Once again MPs are united against the BBC. A cross-party committee of MPs has demanded the BBC be accountable to Parliament. Surely public eyebrows will rise in unison at MPs criticising 'spending public money without fully analysing costs and benefits'. But behind the pot-kettle-black, do they have a point?
The BBC has undeniably made a few foolhardy decisions of late. In trying to maintain public interest the corporation has felt pressured to bid for popular names (infamously Jonathan Ross). But there have also been some fantastic decisions. The corporation persevered with their decision to base BBC Scotland in Glasgow despite severe recruitment difficulties early on. They have invested heavily in new talent, there as elsewhere (the majority of people that work in UK private media were trained at the BBC), and in the process fulfilled their mandate of being a truly UK-wide broadcaster.

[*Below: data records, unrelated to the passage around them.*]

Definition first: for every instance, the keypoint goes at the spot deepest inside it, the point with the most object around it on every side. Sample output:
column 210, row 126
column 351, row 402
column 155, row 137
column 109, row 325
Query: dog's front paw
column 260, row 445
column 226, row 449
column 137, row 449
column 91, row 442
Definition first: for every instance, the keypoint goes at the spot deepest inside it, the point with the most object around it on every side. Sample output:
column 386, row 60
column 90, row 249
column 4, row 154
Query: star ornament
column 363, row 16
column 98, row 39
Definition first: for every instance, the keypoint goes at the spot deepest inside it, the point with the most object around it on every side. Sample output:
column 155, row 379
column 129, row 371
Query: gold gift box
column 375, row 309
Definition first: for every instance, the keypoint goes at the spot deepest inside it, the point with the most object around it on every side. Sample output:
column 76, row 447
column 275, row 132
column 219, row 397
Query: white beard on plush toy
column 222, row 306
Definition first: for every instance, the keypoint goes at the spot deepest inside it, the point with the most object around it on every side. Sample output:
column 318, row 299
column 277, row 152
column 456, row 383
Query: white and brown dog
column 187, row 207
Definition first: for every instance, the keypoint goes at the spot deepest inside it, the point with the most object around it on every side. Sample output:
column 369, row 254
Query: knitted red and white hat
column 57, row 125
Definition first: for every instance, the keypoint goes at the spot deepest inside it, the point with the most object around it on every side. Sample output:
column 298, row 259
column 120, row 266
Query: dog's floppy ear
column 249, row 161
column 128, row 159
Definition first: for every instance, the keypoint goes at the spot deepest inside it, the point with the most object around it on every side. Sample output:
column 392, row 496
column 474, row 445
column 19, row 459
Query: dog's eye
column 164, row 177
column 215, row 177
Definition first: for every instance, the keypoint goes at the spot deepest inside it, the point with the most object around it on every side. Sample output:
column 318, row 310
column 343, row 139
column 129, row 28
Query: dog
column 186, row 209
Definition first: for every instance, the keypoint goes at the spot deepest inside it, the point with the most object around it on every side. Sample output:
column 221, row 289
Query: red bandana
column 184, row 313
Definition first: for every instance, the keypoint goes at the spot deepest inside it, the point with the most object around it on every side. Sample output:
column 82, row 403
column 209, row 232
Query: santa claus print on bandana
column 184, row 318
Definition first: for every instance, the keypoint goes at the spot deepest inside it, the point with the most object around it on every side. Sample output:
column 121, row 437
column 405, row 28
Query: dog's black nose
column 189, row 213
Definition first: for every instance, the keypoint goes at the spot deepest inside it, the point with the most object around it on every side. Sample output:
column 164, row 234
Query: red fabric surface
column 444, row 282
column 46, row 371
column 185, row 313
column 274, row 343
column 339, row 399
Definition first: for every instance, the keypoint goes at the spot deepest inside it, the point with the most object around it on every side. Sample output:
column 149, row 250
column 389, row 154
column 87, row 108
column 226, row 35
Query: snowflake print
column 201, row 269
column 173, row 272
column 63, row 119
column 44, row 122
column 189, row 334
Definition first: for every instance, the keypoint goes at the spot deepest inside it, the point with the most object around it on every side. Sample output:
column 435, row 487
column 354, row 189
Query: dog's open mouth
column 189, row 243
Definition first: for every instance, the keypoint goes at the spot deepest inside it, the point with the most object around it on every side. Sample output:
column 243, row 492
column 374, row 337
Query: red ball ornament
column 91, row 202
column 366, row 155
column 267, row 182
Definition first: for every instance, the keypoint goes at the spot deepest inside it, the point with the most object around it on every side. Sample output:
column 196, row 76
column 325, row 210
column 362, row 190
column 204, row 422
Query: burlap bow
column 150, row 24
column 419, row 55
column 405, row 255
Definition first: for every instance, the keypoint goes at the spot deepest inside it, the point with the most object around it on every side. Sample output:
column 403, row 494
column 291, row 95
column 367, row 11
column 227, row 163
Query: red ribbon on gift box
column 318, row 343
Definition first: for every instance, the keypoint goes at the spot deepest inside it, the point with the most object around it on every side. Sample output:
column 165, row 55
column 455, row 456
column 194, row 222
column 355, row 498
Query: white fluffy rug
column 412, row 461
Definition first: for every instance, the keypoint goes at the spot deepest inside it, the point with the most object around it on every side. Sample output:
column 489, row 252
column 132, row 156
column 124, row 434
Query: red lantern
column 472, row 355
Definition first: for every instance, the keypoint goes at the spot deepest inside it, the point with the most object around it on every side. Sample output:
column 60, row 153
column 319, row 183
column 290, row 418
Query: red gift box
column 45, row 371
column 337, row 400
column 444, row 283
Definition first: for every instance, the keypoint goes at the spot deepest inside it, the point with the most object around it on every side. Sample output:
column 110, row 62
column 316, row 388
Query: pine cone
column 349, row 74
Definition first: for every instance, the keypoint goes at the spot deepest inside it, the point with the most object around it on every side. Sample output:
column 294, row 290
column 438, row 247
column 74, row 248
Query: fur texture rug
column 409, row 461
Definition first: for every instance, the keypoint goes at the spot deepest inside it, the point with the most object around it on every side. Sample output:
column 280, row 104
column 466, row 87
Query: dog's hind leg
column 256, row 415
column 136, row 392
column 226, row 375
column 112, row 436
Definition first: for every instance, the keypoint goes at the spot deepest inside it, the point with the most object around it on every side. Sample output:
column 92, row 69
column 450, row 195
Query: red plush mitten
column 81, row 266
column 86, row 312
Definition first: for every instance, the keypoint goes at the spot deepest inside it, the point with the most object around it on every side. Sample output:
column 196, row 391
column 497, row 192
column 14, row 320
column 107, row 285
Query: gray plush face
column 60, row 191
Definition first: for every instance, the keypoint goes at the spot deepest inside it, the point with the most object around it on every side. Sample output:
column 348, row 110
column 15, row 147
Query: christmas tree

The BBC is not beyond criticism, and it is right to question excessive spending, especially on pay at the top. But we are in murky water when MPs start demanding that the BBC is accountable to them, and must justify every pound spent, every decision made. The BBC plays a vital role democratic politics (a point we have made here before), and must maintain independence from Parliament.
So is there a way to balance accountability with independence? There is. And – who knew?! – it already exists. Every 10 years the Charter review scrutinises the BBC’s role, activities and budget. When next up for review – in 2016 – this process should be rigorous and ensure value for money from the Beeb. But once the financial settlement is complete, like it or not, the BBC must be left to do its job. That is what independence means.
If criticisms that the BBC has too many, overpaid managers ring true, it may well be that the unrelenting attacks are a driving force. Organisations that lack the freedom to take risks and make mistakes see middle management multiply in a bid to disperse accountability for ill-fated decisions. Meddling MPs may well end up with a cowed corporation of risk-averse managers, with fewer funds to support the talent and creativity it thrives on. That, surely, would be a waste of tax-payers money.